SOFIA (Reuters) - Bulgaria’s parliament approved the government’s plan to start talks with the United States on buying eight new F-16 fighter jets to replace its ageing Soviet-made MiG-29s and improve compliance with NATO standards.
Some 130 lawmakers voted in favour of the plan of the centre-right government, led by Prime Minister Boyko Borissov while 84 deputies were against it, accusing the cabinet of breaching the tender rules.
A deal for Lockheed Martin’s F-16V Block 70 would be worth around 1.8 billion levs ($1.05 billion), Bulgaria’s biggest military procurement since the fall of Communist rule some 30 years ago.
Other bidders had included Sweden, with Saab’s Gripen jets, and Italy, with second-hand Eurofighters.
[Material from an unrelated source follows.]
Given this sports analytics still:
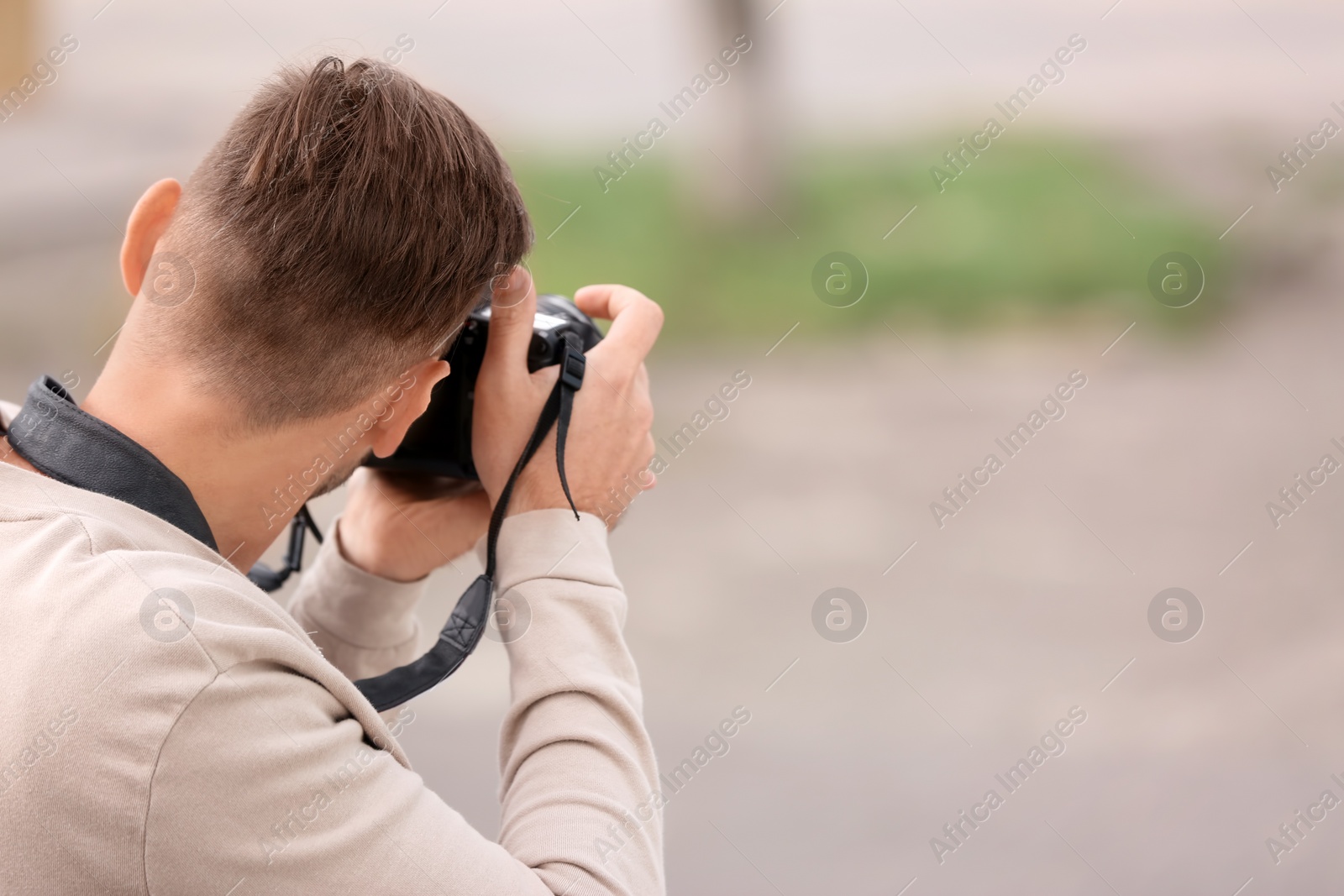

Defence Minister Krasimir Karakachanov, who has conceded that the United States’ bid exceeded the budget by 300 million levs, said that negotiations would last about four months, with the first meeting expected in Brussels next month.
“From now on there are many issues that we need to clarify - delivery dates, service... spare parts delivery,” Karakachanov said.
The question of which warplanes to buy has been vexing successive governments in Bulgaria for more than a decade.
“The U.S. Embassy welcomes the decision today by Bulgaria’s National Assembly to initiate negotiations to acquire new F-16 Block 70 aircraft from Lockheed Martin,” the U.S. Embassy in Sofia said in a statement.
“We look forward to continuing to strengthen our strategic partnership with our NATO Ally Bulgaria.”
The plan has spurred heated political debates in the Black Sea country with supporters hailing it as a strategic choice for Bulgaria but many in the Balkan country criticised the process with President Rumen Radev describing it as “a triumph of lobbying”.